The project, Biobanking and Biomolecular Resources Infrastructure Netherlands (BBMRI-NL), will integrate valuable clinical data and material in order to improve access to human samples.

The clinical materials that the BBMRI-NL will integrate in the biobank have been collected over decades.

However, their research has been delayed by varying data description and overview practices. This project will attempt to improve the accessibility and enrichment of biological and clinical data while exercising privacy protection regulations.

The initiative is part of a wider €170m network that will eventually link European biobanks and related information resources to connect researchers across the continent.

Professor Gertjan van Ommen, from the department of human genetics, Leiden University Medical Centre in the Netherlands, applied for the grant from the Dutch Ministry of Education through the Netherlands Organisation of Scientific Research.
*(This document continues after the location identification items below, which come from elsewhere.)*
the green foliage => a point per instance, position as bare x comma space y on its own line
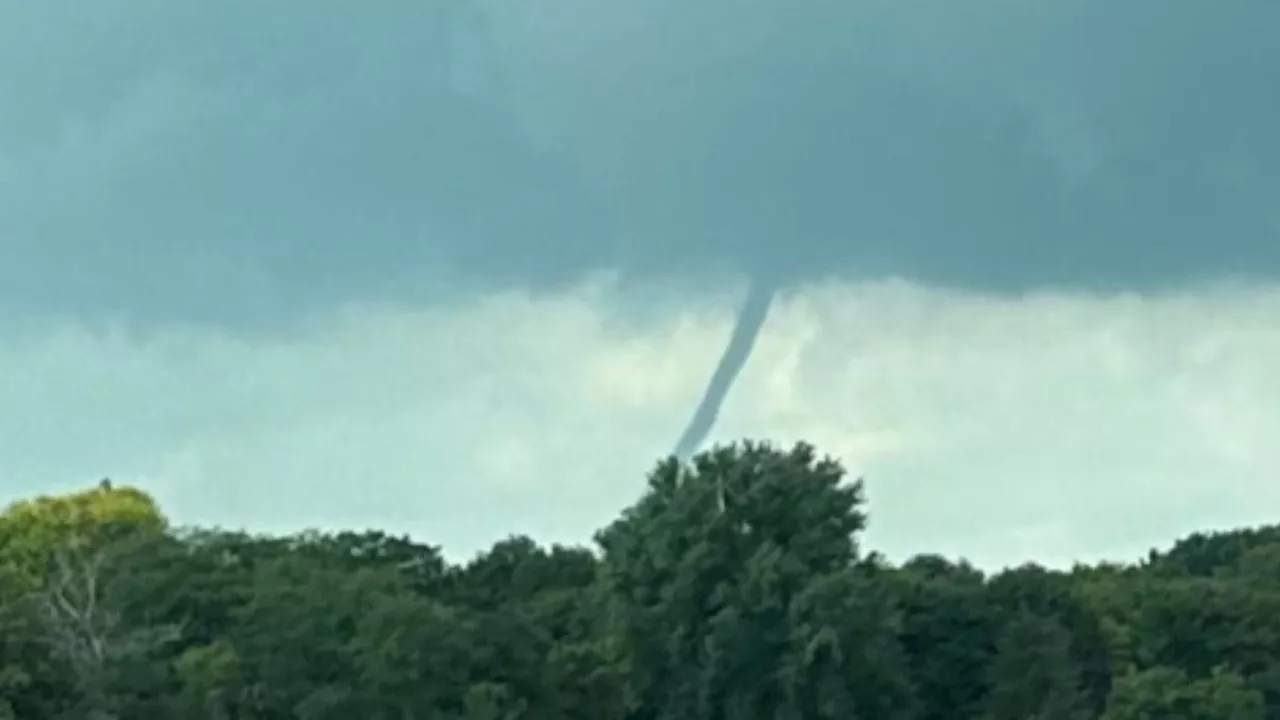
734, 588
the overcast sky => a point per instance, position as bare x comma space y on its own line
464, 268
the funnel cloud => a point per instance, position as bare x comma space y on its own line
746, 328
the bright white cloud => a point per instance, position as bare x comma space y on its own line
1050, 427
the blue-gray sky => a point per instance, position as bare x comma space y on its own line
288, 210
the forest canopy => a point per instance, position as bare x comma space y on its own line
734, 588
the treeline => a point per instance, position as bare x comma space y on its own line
732, 589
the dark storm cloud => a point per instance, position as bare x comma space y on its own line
229, 160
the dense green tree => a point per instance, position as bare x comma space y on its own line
734, 588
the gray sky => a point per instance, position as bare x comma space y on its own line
464, 269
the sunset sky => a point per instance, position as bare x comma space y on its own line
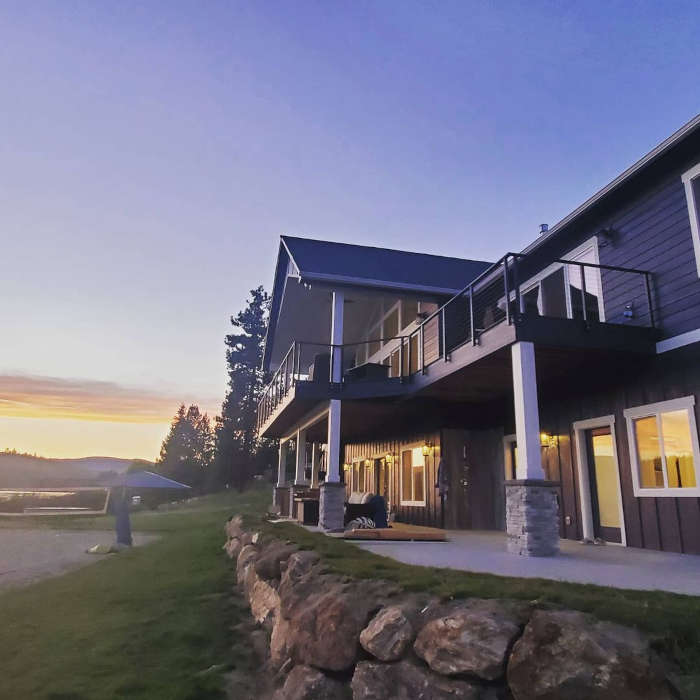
153, 152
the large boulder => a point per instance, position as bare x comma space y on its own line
388, 635
306, 683
268, 564
262, 597
326, 616
234, 526
248, 554
407, 681
474, 638
568, 654
233, 547
280, 642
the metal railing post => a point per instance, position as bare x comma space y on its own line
506, 289
516, 287
471, 313
647, 284
443, 335
408, 362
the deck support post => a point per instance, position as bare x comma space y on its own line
532, 517
332, 499
337, 306
279, 493
315, 464
299, 476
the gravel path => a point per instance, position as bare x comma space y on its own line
30, 555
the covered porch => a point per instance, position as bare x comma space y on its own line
602, 565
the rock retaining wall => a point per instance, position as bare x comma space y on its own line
335, 638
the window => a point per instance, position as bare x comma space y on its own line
558, 291
412, 477
510, 457
691, 181
391, 324
409, 312
663, 440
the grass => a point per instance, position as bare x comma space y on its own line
153, 623
150, 623
672, 620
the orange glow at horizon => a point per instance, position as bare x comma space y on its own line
55, 417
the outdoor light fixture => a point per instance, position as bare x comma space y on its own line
547, 440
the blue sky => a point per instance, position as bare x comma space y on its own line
153, 152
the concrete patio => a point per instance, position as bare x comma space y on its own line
604, 565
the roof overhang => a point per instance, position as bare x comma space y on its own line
622, 179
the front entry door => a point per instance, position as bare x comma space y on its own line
383, 471
602, 470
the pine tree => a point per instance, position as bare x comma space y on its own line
187, 451
238, 450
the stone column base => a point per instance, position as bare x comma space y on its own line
331, 507
532, 517
280, 500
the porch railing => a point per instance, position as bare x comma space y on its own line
507, 292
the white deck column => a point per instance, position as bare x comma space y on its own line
299, 478
282, 464
337, 304
315, 464
333, 454
527, 417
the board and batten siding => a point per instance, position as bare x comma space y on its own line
666, 523
654, 234
430, 514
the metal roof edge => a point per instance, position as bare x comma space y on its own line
617, 182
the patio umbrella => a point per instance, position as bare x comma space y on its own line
135, 480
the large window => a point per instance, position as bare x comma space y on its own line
412, 477
663, 440
691, 181
561, 290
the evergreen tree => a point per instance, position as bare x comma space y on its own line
187, 451
238, 451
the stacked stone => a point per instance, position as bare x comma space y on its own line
532, 521
337, 639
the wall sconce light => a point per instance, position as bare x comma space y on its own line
547, 440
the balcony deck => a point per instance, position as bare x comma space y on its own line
471, 373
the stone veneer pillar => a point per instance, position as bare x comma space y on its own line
532, 517
331, 507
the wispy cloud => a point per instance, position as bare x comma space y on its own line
33, 396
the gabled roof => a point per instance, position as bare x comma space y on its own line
346, 263
624, 178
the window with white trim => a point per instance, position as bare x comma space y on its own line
691, 182
412, 477
663, 440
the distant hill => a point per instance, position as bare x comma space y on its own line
26, 471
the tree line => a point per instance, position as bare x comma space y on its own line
226, 452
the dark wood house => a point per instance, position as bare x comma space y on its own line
555, 384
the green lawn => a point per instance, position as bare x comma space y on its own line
149, 623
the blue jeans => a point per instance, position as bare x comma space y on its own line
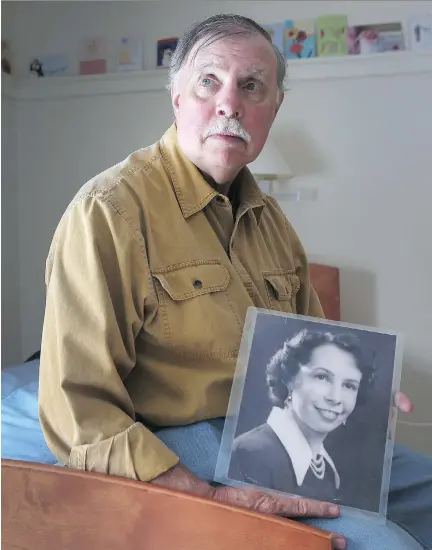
410, 500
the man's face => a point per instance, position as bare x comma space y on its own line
225, 100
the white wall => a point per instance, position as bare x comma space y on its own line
10, 301
365, 144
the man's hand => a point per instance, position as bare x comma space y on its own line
290, 507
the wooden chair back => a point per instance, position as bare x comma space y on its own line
56, 508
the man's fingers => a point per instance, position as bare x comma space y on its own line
289, 507
403, 403
307, 508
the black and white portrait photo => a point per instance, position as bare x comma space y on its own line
310, 411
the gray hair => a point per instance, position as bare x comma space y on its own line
214, 28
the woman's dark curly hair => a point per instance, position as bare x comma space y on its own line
297, 351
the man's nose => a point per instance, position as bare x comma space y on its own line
229, 104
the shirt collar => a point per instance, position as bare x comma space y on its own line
296, 445
192, 191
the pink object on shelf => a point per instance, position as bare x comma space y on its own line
94, 66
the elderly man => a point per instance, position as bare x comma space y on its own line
149, 276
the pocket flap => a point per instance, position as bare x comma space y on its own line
192, 279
He said that the integration of data and materials will significantly accelerate research into causes and development, therapy and prevention of disease.

“The existing materials are often of high value and quality but underused because of fragmentation.

"Diseases like diabetes, Alzheimer, arthritis and cancer have complex causes, so thousands of samples are necessary in order to reveal significant differences between health and disease.”

Participants in BBMRI-NL project include eight university medical centres and several other research institutes and universities.

“With the BBMRI-NL initiative the Netherlands are responding in a timely fashion to a global trend towards very big research units. This has provided us a front runner position in the European biobanking field,” Ommen added.